Le congrès mondial 3GSM est le plus grand événement sur la téléphonie mobile. Il s'est tenu à Barcelone, en Espagne, dans une grande euphorie. Cette édition dans la capitale catalane, a rassemblé plus de 960 exposants et attiré quelque 50 000 visiteurs, en augmentation de 40 % par rapport à la précédente édition qui s'était déroulée à Cannes, en 2005.

Champion de la démesure, Samsung s'est montré plus agressif que jamais avec, dès la sortie de l'aéroport de Barcelone, d'immenses panneaux publicitaires annonçant la première marche du téléphone mobile 3G vers le haut débit. Une des tendances fortes de la manifestation avec la convergence des téléphones fixes et mobiles, et le cap sur le multimédia.

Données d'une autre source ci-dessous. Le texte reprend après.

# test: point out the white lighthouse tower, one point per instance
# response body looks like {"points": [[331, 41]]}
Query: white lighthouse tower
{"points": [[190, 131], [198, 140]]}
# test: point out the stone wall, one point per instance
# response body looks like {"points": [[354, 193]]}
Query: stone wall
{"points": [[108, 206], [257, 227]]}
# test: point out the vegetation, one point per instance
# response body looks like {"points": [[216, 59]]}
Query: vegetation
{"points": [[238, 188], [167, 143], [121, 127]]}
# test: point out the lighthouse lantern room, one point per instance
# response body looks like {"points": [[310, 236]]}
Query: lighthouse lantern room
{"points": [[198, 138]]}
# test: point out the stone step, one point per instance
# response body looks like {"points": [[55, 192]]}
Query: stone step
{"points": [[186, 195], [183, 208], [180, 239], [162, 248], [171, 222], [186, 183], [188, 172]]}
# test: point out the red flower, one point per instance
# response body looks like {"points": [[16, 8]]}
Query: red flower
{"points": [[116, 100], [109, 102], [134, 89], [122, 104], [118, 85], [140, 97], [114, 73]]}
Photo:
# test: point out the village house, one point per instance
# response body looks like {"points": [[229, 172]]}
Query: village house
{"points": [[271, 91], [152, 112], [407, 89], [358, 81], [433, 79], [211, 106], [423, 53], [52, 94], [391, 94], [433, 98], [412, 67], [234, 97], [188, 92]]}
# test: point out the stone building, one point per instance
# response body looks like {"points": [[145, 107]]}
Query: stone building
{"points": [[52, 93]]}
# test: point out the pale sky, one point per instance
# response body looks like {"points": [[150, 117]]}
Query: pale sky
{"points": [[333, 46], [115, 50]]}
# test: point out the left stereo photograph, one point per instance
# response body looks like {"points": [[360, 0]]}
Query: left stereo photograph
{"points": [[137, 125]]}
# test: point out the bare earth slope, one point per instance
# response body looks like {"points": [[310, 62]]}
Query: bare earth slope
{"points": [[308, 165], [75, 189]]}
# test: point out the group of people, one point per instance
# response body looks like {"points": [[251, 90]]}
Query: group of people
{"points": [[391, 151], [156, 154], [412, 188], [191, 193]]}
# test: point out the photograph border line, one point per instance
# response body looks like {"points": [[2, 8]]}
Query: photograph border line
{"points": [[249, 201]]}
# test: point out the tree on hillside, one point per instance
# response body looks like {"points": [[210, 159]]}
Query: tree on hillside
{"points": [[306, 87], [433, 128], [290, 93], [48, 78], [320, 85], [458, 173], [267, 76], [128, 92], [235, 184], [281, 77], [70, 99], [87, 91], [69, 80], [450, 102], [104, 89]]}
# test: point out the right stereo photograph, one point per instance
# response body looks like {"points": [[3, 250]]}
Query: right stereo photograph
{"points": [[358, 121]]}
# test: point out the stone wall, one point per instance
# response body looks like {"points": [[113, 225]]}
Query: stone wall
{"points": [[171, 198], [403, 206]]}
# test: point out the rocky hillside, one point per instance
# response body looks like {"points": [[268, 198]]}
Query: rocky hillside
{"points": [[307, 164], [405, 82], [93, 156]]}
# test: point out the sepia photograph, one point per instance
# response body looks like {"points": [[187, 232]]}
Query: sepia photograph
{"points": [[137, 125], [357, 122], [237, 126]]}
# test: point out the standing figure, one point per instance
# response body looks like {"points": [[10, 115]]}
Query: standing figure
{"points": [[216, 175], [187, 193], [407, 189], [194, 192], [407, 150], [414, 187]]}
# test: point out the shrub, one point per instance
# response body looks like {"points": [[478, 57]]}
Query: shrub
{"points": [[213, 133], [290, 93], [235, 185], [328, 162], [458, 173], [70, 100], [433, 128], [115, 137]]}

1. Montée en débit de l'UMTS

Grande avancée par rapport au téléphone mobile GSM/GPRS, la technologie UMTS, à la base du téléphone mobile 3G actuellement en service, plafonne à 384 Kbit/s. La technologie HSDPA (High Speed Downlink Packet Access) a le potentiel de porter le débit en réception à 14,4 Mbit/s. Soit au niveau de l'accès filaire à Internet par câble/ADSL ou du sans-fil par Wi-Fi. En démonstration sur les stands de tous les équipementiers télécoms - y compris celui du chinois Huawei, grande curiosité du salon -, elle offre une progression par étapes : 1,8 ou 3,6 Mbit/s aujourd'hui, avant de monter plus tard à 7,2 Mbit/s puis à 14,4 Mbit/s.

Les premiers combinés HSDPA ont été exhibés par le japonais NEC, le taïwanais BenQ Mobile (qui a acheté en 2005 l'activité terminaux mobiles de Siemens), et les coréens LG et Samsung. Les prototypes de ces deux derniers embarquent le jeu de puces de Qualcomm à 3,6 Mbit/s.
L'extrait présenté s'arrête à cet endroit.